Hello *waves* I'm new here. My husband and i have just started ttc :D

The lovely bexxie told me about this forum :wink:


----------



## bexxie

Hi gaby,

glad you found us,it is lovely here and so friendly, The owner wobbles is lovely but I think she is poorley at the mo so may be on tomorrow (get better soon char)

Bex


----------



## gaby

Thanks for introducing me to this forum bex, it looks great :hugs:


----------



## Suz

:yipee: :hi: Welcome Gaby!!!!


----------



## gaby

Thanks suz! :hugs:


----------



## Yvonne

Hey gaby, welcome to the forum :wave:


----------



## gaby

Heya Yvonne :wave:


----------



## Arcanegirl

Hey gaby, welcome to Baby and Bump!


----------



## gaby

Thanks Arcanegirl :hugs:


----------



## twinkletoes

hello! good luck with ttc huni x x x


----------



## gaby

thanks twinkletoes :hugs:


----------



## Tootsie

Hello **waves** Welcome to the Forum :D


----------



## Wobbles

bexxie said:

> Hi gaby,
> 
> glad you found us,it is lovely here and so friendly, The owner wobbles is lovely but I think she is poorley at the mo so may be on tomorrow (get better soon char)
> 
> Bex

I'm here sneezing & pee'ing :rofl:

Hi Gaby 

Welcome to BabyandBump - Good luck TTC I'm sure I'll catch you more in the TTC mad room :lol: 

:dance:


----------



## gaby

:wave: thanks tootsie :hugs:

Thanks wobbles :hugs: hope you feel better soon!


----------



## Lauz_1601

hi welcome to baby and bump, good luck ttc hope you get a BFP soon :D


----------



## KX

Hi Gaby.
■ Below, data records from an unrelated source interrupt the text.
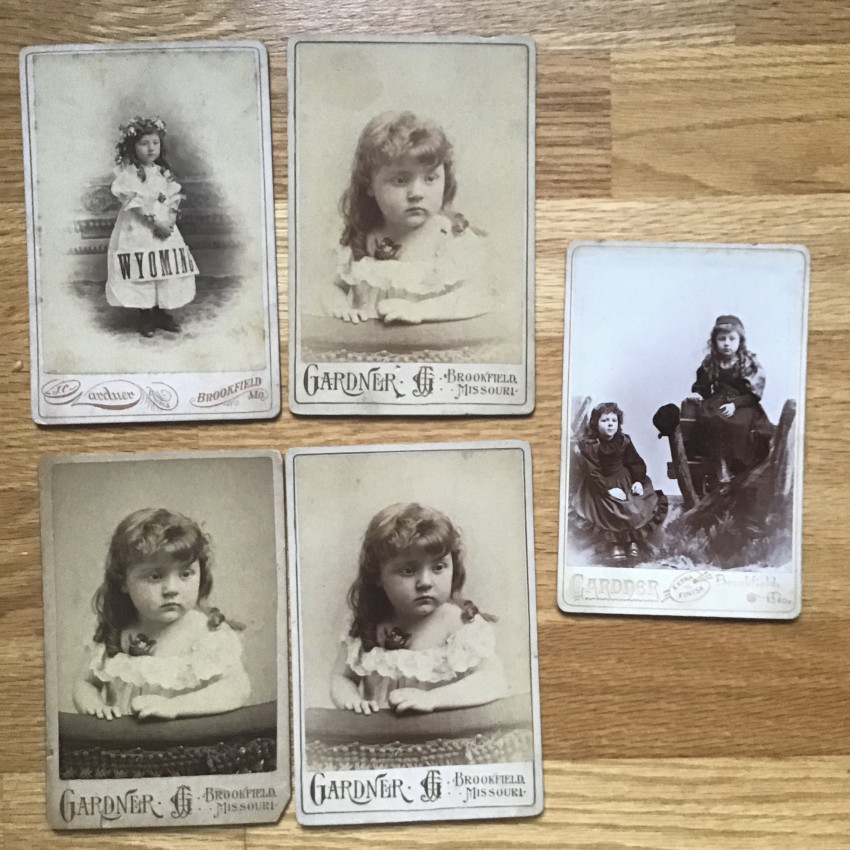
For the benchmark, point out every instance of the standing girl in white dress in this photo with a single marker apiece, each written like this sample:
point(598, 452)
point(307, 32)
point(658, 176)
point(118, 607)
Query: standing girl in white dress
point(159, 649)
point(151, 269)
point(414, 643)
point(406, 255)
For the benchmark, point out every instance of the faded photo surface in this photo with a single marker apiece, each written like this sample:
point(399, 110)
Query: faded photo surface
point(411, 224)
point(100, 240)
point(362, 107)
point(415, 644)
point(161, 625)
point(683, 422)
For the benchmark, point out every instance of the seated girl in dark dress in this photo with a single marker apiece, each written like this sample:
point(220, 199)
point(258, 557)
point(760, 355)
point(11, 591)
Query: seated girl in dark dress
point(733, 429)
point(613, 499)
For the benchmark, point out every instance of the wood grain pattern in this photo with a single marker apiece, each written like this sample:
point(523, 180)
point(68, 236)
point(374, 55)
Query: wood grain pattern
point(695, 120)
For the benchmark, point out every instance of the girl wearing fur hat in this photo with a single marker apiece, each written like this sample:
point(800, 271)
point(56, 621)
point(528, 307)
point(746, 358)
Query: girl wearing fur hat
point(734, 428)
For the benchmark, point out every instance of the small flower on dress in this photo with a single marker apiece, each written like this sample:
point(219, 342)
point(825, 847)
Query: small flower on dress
point(141, 644)
point(386, 249)
point(396, 638)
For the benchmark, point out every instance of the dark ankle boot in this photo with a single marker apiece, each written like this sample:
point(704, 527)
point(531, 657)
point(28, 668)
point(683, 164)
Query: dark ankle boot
point(165, 321)
point(147, 326)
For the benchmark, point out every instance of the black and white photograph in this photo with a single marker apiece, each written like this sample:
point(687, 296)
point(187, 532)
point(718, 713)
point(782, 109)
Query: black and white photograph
point(411, 224)
point(153, 290)
point(415, 688)
point(165, 642)
point(682, 431)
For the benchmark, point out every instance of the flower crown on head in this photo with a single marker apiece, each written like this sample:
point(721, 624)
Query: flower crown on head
point(140, 126)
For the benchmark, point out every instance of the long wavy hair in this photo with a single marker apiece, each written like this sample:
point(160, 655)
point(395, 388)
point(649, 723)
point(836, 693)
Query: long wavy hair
point(744, 358)
point(392, 531)
point(386, 138)
point(591, 432)
point(131, 132)
point(141, 535)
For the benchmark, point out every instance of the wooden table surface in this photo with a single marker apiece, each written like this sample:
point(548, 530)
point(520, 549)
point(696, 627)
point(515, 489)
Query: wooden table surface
point(717, 120)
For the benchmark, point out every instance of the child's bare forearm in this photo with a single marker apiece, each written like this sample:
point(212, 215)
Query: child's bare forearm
point(467, 302)
point(224, 695)
point(86, 696)
point(477, 689)
point(343, 690)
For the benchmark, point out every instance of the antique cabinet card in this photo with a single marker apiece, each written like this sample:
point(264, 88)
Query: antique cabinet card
point(411, 225)
point(414, 633)
point(682, 430)
point(165, 649)
point(150, 230)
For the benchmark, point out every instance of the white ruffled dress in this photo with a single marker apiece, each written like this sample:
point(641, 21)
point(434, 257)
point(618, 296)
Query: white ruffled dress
point(455, 256)
point(384, 670)
point(144, 270)
point(213, 654)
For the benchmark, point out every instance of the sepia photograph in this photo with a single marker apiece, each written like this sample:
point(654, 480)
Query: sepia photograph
point(151, 231)
point(684, 392)
point(413, 618)
point(165, 664)
point(411, 224)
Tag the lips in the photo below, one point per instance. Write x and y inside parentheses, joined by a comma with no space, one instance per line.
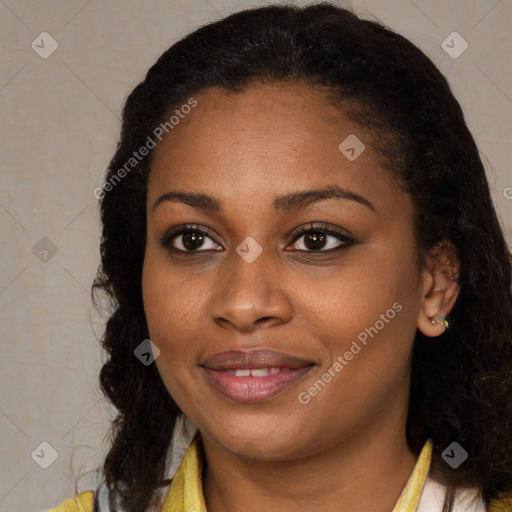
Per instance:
(254,376)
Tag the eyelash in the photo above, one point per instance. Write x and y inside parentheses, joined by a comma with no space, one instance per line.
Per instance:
(167,238)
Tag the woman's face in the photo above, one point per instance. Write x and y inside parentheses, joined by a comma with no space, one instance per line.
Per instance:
(242,283)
Welcome to the forum :D 

Good luck TTC xxx


----------



## gaby

thanks kx and lauz :hugs:


----------



## Jo

Hiya hun :D


----------



## gaby

heya jo :D


----------



## LynnieH

Welcome gaby!!


----------



## gaby

thanks lynnie :hugs:


----------



## Caroline

Hi gaby welcome to the forum. Hope you get a BFP soon


----------



## gaby

thanks Mummy2twoplusbump :hugs:


----------



## Tam

Hello gaby! :hi:

Welcome to the forum!

Wishing you a speedy BFP! x


----------



## gaby

hehe, thanks tam :hugs:


----------



## stephlw25

Welcome to the forum! :)


----------



## gaby

thanks :D :hugs:


----------



## ImTheDaddy

https://i90.photobucket.com/albums/k245/t0yboy/remoteImage-6.gifhttps://i90.photobucket.com/albums/k245/t0yboy/41.gif

Welcome to BnB,

Get UR Hubby on here too we need more men to keep the women in check!

There's a Men's Room for him to winge, chat etc but need more men to help us out.


----------



## gaby

hahaha, he's not a forums person.


----------